Investing in specialist Landlord Insurance is vital for UK Landlords

Investing in a specialist landlord insurance policy is something all buy-to-let property owners should do, but it is the one vital area where people mistakenly try to curb their financial expenditure, it has been claimed.

The statement comes at a time when a recent Paragon Mortgages report revealed that during the last 3 months, UK BTL landlords have increased the size of their rental property portfolio’s by an average of 1.8 properties each.

Sim Sekhon, spokesman for Legal4Landlords explains: “Property investors put a lot of time and effort into finding the right properties for their Buy-To-Let property portfolio’s and need to ensure that they have the right insurance cover in place to adequately protect their property assets. If property investors choose the wrong insurance policy, it can have disastrous financial consequences as they discover that they are not covered for malicious damage. Standard buildings insurance cover will not protect landlords in the event of malicious damage to the property by tenants or any loss of rent if the tenants leave unexpectedly. Unfortunately landlords only discover that their insurance is completely inadequate after they try to claim, leaving them with damaged property and a huge bill to make it habitable again. A situation that many landlords simply cannot afford to be in.

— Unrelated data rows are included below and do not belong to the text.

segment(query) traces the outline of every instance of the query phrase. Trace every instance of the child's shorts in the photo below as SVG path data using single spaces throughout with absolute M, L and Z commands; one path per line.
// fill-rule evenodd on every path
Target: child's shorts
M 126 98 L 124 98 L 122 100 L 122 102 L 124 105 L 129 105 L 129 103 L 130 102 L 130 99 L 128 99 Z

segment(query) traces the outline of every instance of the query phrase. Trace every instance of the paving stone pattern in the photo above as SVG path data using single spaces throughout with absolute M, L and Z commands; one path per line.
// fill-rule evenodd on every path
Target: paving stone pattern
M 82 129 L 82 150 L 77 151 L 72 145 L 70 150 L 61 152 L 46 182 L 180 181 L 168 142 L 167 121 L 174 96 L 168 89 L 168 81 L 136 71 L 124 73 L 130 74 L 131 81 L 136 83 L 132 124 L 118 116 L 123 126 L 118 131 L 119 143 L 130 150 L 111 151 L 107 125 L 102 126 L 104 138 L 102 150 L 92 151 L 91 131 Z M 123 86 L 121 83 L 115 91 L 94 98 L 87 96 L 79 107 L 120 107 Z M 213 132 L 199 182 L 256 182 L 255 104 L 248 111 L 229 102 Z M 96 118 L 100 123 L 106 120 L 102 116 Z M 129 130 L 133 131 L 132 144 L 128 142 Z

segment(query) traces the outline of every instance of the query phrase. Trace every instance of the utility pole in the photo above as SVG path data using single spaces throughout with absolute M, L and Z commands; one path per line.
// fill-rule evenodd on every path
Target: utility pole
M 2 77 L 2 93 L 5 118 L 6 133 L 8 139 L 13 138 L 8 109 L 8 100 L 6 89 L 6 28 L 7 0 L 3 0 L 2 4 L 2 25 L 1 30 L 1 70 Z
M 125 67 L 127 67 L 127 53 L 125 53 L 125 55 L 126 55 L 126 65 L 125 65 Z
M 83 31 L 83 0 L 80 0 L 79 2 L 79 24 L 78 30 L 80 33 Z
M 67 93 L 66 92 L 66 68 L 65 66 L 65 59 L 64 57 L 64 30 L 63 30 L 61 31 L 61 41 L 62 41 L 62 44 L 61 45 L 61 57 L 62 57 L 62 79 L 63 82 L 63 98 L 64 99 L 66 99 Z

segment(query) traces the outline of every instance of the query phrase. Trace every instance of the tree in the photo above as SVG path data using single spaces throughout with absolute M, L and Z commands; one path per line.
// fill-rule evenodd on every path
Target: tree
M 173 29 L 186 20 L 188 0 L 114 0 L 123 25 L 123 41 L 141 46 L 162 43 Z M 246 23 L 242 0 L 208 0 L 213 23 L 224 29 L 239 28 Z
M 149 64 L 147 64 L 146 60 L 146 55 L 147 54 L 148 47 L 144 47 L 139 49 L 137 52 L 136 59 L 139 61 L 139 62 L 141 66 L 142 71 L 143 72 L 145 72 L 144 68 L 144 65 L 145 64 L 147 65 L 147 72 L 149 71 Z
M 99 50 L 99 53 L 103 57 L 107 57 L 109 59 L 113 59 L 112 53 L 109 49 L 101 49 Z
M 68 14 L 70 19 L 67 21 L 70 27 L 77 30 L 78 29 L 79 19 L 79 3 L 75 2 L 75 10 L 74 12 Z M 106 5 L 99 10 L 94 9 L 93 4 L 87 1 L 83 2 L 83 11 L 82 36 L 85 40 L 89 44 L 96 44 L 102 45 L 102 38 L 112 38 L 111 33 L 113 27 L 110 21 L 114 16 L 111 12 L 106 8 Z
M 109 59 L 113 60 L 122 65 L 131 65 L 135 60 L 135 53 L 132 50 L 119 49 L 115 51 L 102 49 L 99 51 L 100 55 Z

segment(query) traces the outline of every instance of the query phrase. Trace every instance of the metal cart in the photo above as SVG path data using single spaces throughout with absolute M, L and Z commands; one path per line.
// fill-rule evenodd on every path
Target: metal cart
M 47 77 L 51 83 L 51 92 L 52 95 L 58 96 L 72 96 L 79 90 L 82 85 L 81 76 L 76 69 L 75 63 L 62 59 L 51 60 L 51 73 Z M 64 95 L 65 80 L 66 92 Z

Landlords should always read the small print and make sure they are comprehensively covered by a specialist landlord insurance policy”.

Regular home insurance will not cover a residential property unless the owner actually resides at the property.

Many residential buildings insurance policies actually state in the small print that the policy will be deemed void if the property is used for rental purposes, so it is vital landlords get the correct level of insurance cover.

Landlord insurance provides a more comprehensive level of protection and it is important that all property investors who are landlords of buy-to-let properties invest wisely in it.

Laura Howard from explained how a good landlord’s insurance policy should include third-party liability in case of damage caused to the structure of a property by a tenant and includes covering the cost of re-housing tenants if a fire or flood makes the rental property uninhabitable.

Ms Howard also advised landlords to make sure the policy takes in to account any furniture provided by the property owner and provides liability cover in the event that a tenant or their visitor is injured at the property and claims against the landlord.

The Association of Residential Letting Agents (ARLA) advises landlords that failing to seek permission from or not informing their current mortgage provider that the property is to be rented out could also invalidate any subsequent claim.